Running the Receive Workflow

There are many ways to deploy this workflow, standalone on a local machine for testing. Distributed across a local cluster, or installed as a Kubernetes chart. This interface simlualtor sits across 2 domains in the SKA. The emulator (sender) is a synthesiser of the Correlator Beamformer (CBF) which is a device within the Central Signal Processor (CSP) domain. The receiver is an example of a Science Data Processor workflow and as such resides in the SDP regime.

We have developed a number of mechanisms by which these two elements can be deployed. But they essentailly fall into tow simple groups. A kubernetes deployment - be it in a general Kubernetes environment or more specifically the SKAMPI prototype of the SKA. This section of the documentation deals with a few example deployments.

Tests and Quick Start

Ok so you don’t want to read all the documentation, or just want to get something running straight away. Open in the quickstart directory and you will find some simple configuration files.
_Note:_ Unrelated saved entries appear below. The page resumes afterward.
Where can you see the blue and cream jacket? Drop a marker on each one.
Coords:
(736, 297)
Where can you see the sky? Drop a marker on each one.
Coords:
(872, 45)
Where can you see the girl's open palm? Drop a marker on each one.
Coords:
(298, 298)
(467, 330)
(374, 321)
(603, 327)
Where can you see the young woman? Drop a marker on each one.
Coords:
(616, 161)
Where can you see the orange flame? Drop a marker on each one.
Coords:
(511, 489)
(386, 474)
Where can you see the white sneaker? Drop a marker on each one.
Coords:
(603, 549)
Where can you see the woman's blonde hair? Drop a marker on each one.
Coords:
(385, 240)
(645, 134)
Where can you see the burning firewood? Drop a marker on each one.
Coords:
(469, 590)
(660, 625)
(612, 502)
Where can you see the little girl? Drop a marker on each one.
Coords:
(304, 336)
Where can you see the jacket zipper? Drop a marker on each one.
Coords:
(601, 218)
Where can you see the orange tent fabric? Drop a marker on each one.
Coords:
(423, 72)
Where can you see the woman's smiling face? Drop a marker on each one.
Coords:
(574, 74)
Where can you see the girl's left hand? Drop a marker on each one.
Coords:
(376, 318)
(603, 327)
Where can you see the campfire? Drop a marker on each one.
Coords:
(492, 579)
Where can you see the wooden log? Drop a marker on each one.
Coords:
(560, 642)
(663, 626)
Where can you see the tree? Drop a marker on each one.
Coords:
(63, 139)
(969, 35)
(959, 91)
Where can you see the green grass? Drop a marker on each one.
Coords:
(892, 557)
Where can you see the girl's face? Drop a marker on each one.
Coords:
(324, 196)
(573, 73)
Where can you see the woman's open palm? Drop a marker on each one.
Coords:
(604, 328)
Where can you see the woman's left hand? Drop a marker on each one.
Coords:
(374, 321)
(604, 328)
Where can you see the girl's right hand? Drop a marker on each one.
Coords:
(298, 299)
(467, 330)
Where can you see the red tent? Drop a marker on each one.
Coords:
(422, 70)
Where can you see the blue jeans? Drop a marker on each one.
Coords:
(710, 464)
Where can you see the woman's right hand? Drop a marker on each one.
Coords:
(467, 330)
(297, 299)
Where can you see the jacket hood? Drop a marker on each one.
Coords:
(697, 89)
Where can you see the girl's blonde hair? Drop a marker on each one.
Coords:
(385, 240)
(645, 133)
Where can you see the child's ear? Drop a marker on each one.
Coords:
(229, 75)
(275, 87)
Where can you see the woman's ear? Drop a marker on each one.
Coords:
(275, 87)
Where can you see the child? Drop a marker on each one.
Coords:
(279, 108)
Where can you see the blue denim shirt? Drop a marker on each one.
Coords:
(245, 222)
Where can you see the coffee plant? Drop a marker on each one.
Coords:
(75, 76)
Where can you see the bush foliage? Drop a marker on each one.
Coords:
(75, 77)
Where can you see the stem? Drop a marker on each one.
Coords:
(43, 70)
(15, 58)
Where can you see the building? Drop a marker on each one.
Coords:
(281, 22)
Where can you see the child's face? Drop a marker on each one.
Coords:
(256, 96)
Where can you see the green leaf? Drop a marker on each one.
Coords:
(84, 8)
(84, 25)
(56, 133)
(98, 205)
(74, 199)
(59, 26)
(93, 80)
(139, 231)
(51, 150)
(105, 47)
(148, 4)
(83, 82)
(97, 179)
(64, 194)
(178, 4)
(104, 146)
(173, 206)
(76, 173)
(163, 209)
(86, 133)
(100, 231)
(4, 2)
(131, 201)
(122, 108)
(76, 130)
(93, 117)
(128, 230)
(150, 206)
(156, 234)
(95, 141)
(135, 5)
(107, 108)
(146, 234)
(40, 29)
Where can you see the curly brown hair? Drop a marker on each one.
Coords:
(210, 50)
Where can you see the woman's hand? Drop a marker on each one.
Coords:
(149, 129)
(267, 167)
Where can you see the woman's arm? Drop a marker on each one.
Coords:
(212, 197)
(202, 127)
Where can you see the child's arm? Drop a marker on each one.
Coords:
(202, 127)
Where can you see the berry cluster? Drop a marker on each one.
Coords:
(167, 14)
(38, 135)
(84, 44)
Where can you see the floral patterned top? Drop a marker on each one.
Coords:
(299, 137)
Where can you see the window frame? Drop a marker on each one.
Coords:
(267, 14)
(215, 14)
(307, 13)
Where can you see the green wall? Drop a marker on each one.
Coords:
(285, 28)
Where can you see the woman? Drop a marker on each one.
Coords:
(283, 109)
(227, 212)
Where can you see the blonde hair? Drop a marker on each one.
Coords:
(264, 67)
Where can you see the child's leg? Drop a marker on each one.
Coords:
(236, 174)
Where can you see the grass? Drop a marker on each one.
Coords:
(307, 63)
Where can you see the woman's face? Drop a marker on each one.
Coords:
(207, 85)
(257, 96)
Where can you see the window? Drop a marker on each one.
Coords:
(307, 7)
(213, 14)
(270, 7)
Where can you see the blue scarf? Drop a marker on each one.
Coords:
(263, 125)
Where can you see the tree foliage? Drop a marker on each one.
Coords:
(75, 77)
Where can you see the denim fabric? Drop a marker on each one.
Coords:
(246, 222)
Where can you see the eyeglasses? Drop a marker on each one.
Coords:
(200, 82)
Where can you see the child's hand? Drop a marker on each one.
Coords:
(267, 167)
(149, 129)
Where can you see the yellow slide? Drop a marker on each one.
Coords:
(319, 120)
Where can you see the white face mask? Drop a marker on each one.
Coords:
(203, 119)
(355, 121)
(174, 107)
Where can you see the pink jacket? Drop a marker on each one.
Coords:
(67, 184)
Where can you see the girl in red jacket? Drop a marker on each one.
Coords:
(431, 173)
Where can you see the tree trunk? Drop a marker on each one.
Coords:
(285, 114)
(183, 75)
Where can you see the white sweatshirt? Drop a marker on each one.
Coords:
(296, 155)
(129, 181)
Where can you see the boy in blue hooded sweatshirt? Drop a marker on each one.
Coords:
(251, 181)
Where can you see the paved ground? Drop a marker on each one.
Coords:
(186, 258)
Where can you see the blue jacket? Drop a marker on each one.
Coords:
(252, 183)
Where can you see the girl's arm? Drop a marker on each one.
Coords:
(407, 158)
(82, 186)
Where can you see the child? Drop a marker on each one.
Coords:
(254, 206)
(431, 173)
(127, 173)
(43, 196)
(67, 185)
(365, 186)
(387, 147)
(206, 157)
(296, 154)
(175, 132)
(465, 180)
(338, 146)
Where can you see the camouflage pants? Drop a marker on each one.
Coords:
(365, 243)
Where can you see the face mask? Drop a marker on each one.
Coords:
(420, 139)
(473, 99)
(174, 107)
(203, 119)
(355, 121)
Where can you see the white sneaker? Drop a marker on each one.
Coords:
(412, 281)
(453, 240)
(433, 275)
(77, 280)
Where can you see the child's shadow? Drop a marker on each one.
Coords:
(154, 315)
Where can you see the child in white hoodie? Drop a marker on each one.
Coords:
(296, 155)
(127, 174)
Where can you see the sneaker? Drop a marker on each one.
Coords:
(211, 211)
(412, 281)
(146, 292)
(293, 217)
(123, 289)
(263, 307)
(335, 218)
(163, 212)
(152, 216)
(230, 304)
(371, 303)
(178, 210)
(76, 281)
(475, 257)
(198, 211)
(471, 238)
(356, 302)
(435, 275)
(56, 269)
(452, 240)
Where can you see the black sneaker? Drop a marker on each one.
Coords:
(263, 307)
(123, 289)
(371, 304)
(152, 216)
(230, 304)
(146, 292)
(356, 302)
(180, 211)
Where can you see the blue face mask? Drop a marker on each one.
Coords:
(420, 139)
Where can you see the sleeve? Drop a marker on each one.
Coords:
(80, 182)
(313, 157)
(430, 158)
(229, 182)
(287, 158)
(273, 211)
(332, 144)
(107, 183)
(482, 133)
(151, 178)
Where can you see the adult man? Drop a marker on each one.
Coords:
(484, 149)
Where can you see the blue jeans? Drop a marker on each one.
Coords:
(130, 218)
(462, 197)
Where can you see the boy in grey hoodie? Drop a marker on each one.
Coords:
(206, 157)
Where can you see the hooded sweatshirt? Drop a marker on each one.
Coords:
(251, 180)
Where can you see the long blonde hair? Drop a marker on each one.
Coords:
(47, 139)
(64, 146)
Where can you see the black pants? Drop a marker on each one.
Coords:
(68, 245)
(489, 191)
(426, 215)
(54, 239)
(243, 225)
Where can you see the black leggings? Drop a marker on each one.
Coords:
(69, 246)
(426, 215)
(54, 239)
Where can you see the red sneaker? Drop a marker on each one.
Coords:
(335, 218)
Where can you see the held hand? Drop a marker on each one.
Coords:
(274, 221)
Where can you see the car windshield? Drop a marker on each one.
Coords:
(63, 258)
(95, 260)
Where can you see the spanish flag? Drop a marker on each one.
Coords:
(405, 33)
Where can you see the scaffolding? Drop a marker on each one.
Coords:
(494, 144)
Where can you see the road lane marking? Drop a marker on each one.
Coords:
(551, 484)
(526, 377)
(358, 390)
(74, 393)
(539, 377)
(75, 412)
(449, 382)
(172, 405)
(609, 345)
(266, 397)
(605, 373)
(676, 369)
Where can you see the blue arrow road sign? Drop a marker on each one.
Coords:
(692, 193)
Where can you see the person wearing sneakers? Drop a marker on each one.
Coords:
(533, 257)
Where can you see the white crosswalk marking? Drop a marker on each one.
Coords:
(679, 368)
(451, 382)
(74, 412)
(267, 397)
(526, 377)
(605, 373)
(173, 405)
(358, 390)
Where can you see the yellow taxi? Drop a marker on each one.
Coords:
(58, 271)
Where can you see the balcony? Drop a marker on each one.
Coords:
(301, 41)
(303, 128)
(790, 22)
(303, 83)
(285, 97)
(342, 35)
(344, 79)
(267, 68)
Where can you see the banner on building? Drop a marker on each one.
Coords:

There are quickstart examples for the following situations:

1) A simple send and receive pair for a small number of channels on a single stream. The basic and simplest scheme - this will not expected to scale beyond a few hundred channels.

2) A simple send and receive pair for a larger number of channels using multiple streams but a single output file. This employs a multi-threaded asynchronous receive and should scale. Although the performance may be limited by disk performance - both sending and receiving.

Each experiment is in its own directory - example data sets are included in the tests/data directory. You should not need to install anything other than this package to get them to work.

Running the examples

The example directories include a working configuration and run script (‘run.sh’). Just executing the run script will run a receiver in the background and a sender in the foreground. It will transfer the visibility data weights and flags and transfer the meta-data from the mock-TM interface.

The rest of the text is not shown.